Description Pine powder

Pines are evergreen coniferous resinous trees (or less commonly shrubs) 3–80 m (10–260 ft) tall, with most species reaching 15–45 m (50–150 ft).The smallest are the Siberian dwarf pine and the Potosis pine, and the tallest is the 81.8 m (268 ft) tall Ponderosa pine in the Rogue River-Siskiyou National Forest in southern Oregon.Pine trees are very long-lived, often reaching 100-1,000 years, some even longer.The longest-lived is the Great Basin bristlecone pine (P. longaeva).An individual of this species, known as "Methuselah," is one of the oldest living creatures in the world, around 4,800 years old.This tree can be found in the White Mountains of California.An old tree, now felled, dates back to 4,900 years.It was found in the woods below Wheeler Peak and is now named "Prometheus" after the Greek immortal.The spiral growth of branches, needles, and cone scales may be arranged according to Fibonacci ratios.New spring shoots are sometimes called "candles"; they are covered with brown or white bud scales, pointing upward at first, then turning green and spreading outward.These "candles" give foresters a way to assess soil fertility and tree vigor.


Most pine trees have thick, scaly bark, but some have thin, thin bark.The branches arise in the form of a regular "false thread", which is actually a very tight spiral but looks like a circle of branches emanating from the same point. Many pines are single-noded, producing only one ring of such branches each year from the buds at the top of that year's new shoots, but others are knotty, producing two or more rings of branches each year.

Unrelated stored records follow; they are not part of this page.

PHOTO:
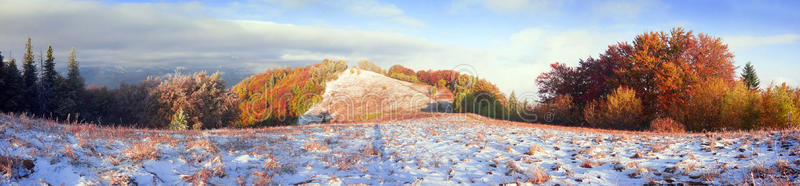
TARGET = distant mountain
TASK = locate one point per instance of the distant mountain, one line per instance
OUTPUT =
(112, 75)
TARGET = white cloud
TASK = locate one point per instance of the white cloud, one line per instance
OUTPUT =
(374, 8)
(144, 35)
(626, 9)
(753, 41)
(505, 6)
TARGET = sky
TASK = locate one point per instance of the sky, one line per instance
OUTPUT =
(508, 42)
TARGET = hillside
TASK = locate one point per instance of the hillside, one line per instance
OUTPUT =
(358, 95)
(446, 149)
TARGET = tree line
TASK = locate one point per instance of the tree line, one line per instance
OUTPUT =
(199, 99)
(674, 80)
(40, 91)
(687, 80)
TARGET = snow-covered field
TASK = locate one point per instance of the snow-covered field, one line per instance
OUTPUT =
(444, 150)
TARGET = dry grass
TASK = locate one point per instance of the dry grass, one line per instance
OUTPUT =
(204, 144)
(315, 146)
(667, 125)
(7, 166)
(68, 152)
(201, 176)
(638, 155)
(118, 178)
(590, 164)
(270, 170)
(758, 170)
(533, 149)
(538, 175)
(142, 151)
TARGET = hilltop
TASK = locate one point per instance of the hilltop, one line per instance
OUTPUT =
(358, 95)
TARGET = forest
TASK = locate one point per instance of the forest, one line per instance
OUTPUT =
(662, 81)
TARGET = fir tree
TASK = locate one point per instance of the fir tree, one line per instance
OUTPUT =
(749, 76)
(49, 81)
(2, 75)
(71, 89)
(12, 92)
(3, 86)
(29, 80)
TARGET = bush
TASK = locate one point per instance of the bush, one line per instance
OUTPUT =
(402, 73)
(202, 98)
(777, 108)
(560, 110)
(739, 107)
(666, 125)
(703, 109)
(178, 121)
(620, 110)
(135, 104)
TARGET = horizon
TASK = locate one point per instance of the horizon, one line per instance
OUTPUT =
(508, 43)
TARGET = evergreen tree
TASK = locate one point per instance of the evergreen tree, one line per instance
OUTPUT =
(749, 76)
(29, 80)
(2, 75)
(12, 100)
(71, 89)
(49, 81)
(3, 86)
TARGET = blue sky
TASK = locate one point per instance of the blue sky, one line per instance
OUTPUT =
(508, 42)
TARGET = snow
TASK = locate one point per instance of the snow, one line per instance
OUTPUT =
(449, 149)
(359, 93)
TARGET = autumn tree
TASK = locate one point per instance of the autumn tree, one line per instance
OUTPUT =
(199, 99)
(663, 68)
(621, 109)
(280, 95)
(749, 76)
(402, 73)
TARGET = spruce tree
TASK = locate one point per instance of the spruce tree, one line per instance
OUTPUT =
(71, 88)
(3, 86)
(2, 75)
(29, 78)
(749, 76)
(12, 93)
(49, 81)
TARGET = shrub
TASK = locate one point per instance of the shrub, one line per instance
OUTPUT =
(739, 107)
(703, 110)
(777, 108)
(620, 110)
(201, 98)
(135, 104)
(178, 121)
(666, 125)
(402, 73)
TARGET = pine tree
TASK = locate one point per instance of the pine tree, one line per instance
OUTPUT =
(749, 76)
(71, 88)
(29, 80)
(3, 86)
(12, 100)
(49, 81)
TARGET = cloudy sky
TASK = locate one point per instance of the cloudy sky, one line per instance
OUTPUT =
(508, 42)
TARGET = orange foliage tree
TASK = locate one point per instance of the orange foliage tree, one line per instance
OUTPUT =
(280, 95)
(664, 68)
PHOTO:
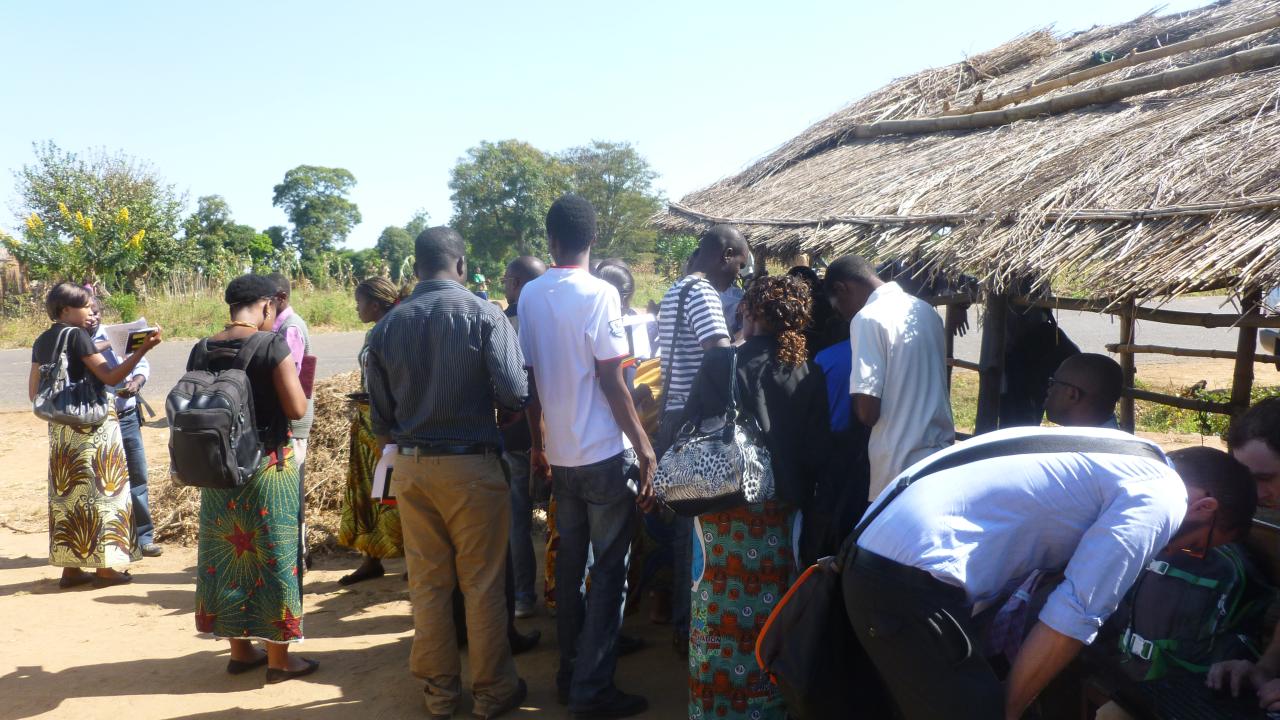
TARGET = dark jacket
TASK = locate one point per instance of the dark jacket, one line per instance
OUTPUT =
(790, 405)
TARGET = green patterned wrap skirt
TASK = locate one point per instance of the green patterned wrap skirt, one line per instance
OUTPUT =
(248, 569)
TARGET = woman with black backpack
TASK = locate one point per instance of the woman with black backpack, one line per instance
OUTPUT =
(90, 505)
(248, 573)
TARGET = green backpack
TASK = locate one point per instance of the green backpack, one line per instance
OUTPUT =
(1187, 613)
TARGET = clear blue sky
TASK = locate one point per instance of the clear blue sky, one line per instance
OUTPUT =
(223, 98)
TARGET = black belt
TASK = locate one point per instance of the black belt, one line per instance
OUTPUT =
(909, 577)
(437, 450)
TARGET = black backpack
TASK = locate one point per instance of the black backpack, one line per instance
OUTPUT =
(213, 429)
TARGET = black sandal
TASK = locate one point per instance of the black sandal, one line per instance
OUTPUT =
(74, 580)
(240, 666)
(275, 675)
(122, 579)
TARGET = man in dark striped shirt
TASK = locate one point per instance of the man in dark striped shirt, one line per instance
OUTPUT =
(438, 365)
(690, 322)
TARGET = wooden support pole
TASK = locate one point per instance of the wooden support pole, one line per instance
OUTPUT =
(1246, 349)
(1184, 402)
(991, 363)
(1128, 368)
(952, 319)
(1188, 352)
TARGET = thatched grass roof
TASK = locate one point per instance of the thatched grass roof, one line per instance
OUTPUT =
(1156, 176)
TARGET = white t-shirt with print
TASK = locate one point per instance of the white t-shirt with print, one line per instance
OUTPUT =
(900, 356)
(568, 320)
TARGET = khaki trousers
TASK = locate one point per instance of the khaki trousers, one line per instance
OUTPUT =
(456, 515)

  • Pine trees have four types of leaves:

  • Seed leaves (cotyledons) on seedlings in whorls of 4-24.

  • Young leaves follow seedlings and shoots, 2-6 cm (3⁄4-2+1⁄4 in.) long, single leaves, green or often blue-green, arranged in spirals on shoots.The lead time for these products is six months to five years, rarely longer.

  • Scale leaves similar to bud scales, small, brown, non-photosynthetic, spirally arranged like young leaves.

  • The needles, the adult leaves,are green (for photosynthesis) and come in bundles called bundles.The number of stitches per fascicle can range from one to seven, but is usually from two to five.Each bundle arises from a small bud on a dwarf bud in the axil of the scale leaf.These bud scales usually remain on the fascicles as basal sheaths.The needles last 1.5-40 years, depending on the species.If the growing tip of a shoot is damaged (e.g. eaten by an animal), the bundle of needles below the damage produces a stem bud which can then replace the lost growing tip.


Pine trees are monoecious, with male and female cones on the same tree. 205 Male cones are small, usually 1-5 cm long, and exist only for a short time (usually in spring, though in a few autumn pines), falling down once they shed pollen.Female cones take 1.5-3 years (depending on the species) to mature after pollination, with actual fertilization delayed by one year.When mature, the female cones are 3-60 cm long. Each cone has many spirally arranged scales, with two seeds on each fertile scale; the scales at the base and tip of the cone are small and sterile, without seeds.The seeds are mostly small and winged, and are spread by wind (wind dispersal), but some are larger and have only vestigial wings, and are spread by birds.The female cones are woody and sometimes armed to protect the developing seeds from foragers.When ripe, the cones usually open to release the seeds.In some bird-dispersed species, such as whitebark pine,the seeds are released only when the cones are broken by the birds.In other cases, seeds are stored in closed cones for years until an environmental signal triggers the cones to open, releasing the seeds.This is called serotonin.The most common form of serotiny is pyrescence, in which a resin binds the cones together until it is melted by a forest fire, eg P. rigida.